Maç futbol dışı sertlikle başladı çünkü Trabzonsporlu futbolcular korunacaklarını biliyordu, hatta belki taktik idmanda “vurun çekinmeyin, hakem size kırmızı çıkaramaz” bile denmiştir. “Fenerbahçe futbol oynamadı” diyenler var, çok sığ bir yorum, futbol oynanacak bir ortam yoktu ki. Tekme, dirsek, itme maçın her anında Trabzon’un oyun taktiğiydi, hakem desteği ile de istediklerini aldılar.
Zaten ertesi gün Beşiktaş ve Galatasaray maçlarında çıkmayan kartlar Fenerbahçe’ye karşı haçlı seferini teyit etti.
Fenerbahçe yönetimi maçtan sonra doğrusunu yaptı, konuşmadı çünkü bu tür şeyler futbolculara bahane oluyor, özellikle yabancı futbolcular bu kaos ortamından olumsuz etkilenip mücadeleyi bırakıyorlar.
Ama maçtan sonra JJ ve takımı suçlayan Fenerbahçe taraftarına artık bir şey diyemiyorum, bu insanlarla aynı yerde olmak beni yoruyor, kendimi kötü hissediyorum. Bu kadar net gerçeği görmeyen, göremeyecek kadar yetersiz insanların arasında benim ne işim var diye düşünüyorum.
Efendim bu işleri yönetim halletmeliymiş, 3 Temmuz’da da yönetim halletsin demeliymişiz. Onlara göre Aziz Yıldırım hapiste kalmalı, kupamız da yönetimin insafına kalmalıymış, sanırım UEFA davasının akıbeti ile aynı olurdu kupanın akıbeti.
Tam tersine bu konular taraftarın oyun alanı, yönetim belli bir protokole bağlı kalmak zorunda, Ali Koç ortaya çıkıp, “Trabzon’u hükümet kayırıyor, diğerinin cemaatlerle dirsek teması var” diyemez. Bunu yapacak olan taraftardır çünkü taraftar anonimdir ve söylemleri geniş kitlelere ulaşır ve sonuç doğurur. Bu noktaya gelmemizin nedenlerinden biri de sonuç alamadığımız yönetim kabadayılıkları, içi boş, sonuç doğurmayan çıkışlar, tüm itibarımızı tüketti.

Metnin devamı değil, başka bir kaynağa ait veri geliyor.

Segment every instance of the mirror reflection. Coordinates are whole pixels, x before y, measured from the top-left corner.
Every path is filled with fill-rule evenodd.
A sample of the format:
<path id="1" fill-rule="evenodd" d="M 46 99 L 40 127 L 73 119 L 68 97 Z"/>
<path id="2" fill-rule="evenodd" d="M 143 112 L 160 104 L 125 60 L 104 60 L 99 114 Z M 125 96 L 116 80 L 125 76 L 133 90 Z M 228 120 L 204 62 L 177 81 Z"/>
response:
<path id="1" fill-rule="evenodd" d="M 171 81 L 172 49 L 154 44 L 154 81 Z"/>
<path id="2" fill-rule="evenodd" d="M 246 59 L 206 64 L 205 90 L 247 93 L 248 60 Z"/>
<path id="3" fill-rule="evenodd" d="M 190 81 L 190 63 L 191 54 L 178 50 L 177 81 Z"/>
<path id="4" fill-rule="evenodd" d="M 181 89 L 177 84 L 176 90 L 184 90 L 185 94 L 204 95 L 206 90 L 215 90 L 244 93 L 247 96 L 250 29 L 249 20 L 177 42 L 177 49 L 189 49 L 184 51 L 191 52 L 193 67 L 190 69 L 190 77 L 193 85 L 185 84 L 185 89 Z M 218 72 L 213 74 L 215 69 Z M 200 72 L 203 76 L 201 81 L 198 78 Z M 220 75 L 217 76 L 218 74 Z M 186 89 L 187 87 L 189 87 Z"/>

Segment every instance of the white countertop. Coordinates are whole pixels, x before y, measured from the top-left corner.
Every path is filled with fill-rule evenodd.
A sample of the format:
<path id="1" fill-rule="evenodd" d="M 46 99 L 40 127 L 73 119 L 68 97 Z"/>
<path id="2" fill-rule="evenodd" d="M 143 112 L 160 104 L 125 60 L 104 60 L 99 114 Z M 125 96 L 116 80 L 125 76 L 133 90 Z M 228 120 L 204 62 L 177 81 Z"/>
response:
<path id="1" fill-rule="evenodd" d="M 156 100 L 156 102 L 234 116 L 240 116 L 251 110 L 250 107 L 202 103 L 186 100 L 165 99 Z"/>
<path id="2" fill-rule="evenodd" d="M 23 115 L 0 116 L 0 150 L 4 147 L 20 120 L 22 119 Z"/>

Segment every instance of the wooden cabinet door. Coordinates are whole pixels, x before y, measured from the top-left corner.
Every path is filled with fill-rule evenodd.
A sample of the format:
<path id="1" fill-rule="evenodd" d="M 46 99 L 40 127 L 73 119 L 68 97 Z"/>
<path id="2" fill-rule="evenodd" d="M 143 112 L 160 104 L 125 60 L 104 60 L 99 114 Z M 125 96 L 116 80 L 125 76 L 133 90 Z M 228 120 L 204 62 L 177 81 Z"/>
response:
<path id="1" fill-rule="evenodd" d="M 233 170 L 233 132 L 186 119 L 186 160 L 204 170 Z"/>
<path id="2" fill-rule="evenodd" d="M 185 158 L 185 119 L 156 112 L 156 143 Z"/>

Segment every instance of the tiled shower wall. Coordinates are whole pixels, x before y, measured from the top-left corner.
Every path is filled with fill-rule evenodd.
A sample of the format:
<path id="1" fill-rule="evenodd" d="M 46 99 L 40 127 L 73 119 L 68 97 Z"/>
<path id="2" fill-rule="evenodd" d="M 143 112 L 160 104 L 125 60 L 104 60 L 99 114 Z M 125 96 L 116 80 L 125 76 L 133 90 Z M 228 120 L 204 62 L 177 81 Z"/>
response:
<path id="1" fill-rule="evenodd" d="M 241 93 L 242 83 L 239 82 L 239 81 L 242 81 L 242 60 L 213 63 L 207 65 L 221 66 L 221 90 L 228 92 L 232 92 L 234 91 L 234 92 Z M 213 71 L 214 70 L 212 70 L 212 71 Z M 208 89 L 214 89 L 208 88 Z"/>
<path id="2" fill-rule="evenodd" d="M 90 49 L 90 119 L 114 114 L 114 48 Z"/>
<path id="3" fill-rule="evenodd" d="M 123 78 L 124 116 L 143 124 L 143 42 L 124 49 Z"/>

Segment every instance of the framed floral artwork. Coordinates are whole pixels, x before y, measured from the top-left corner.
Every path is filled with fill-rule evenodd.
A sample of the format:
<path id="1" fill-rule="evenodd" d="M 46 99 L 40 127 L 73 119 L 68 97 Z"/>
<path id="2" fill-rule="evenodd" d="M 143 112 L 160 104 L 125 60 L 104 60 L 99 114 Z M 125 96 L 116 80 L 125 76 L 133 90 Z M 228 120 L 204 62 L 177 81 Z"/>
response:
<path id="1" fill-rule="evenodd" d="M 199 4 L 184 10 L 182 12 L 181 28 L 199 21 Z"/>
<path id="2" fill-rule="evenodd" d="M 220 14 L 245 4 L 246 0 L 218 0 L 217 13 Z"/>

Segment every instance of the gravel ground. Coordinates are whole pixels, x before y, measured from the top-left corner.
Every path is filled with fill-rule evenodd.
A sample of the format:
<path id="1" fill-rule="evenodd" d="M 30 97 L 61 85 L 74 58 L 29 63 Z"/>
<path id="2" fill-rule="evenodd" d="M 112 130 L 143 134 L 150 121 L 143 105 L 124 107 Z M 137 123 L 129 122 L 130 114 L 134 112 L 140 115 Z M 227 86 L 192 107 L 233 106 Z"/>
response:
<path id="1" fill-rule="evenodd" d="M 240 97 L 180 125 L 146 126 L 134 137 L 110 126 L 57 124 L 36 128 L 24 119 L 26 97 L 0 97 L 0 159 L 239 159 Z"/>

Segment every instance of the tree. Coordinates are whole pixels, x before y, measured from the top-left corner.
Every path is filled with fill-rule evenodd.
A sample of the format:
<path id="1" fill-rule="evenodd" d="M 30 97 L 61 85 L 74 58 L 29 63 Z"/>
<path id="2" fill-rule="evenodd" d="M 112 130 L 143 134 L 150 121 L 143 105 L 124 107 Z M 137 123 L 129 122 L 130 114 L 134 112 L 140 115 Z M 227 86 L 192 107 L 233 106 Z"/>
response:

Eğer Fenerbahçe taraftarı müflis bir iş adamının milyonlarca lirayı nereden bulup akıttığını, hakemlerin mafyasını, Trabzon kulübesinden TFF’ye ulaşan Fetö bağlantılarını anlatamayacak, statta ve salonda smokin giyip süzülecekse ben böyle bir Fenerbahçe istemiyorum.
Stadı ve salonu klasik müzik galasına çevirip, Fenerbahçe’yi zengin takımı yapar, 3 aylık asgari ücrete kombine, bir haftalık ücrete bilet satarsan Fenerbahçe toplumsal etkinliğini yitirir ve öylece bakakalırsın.
Üzgünüm, Fenerbahçe’nin artık bir taraftarı yok, sosyal medyada çene çalıp eğlenen, Fenerbahçe’ye zerre faydası olmayan, para verip şov izlemek isteyen seyircileri var, hepsi o.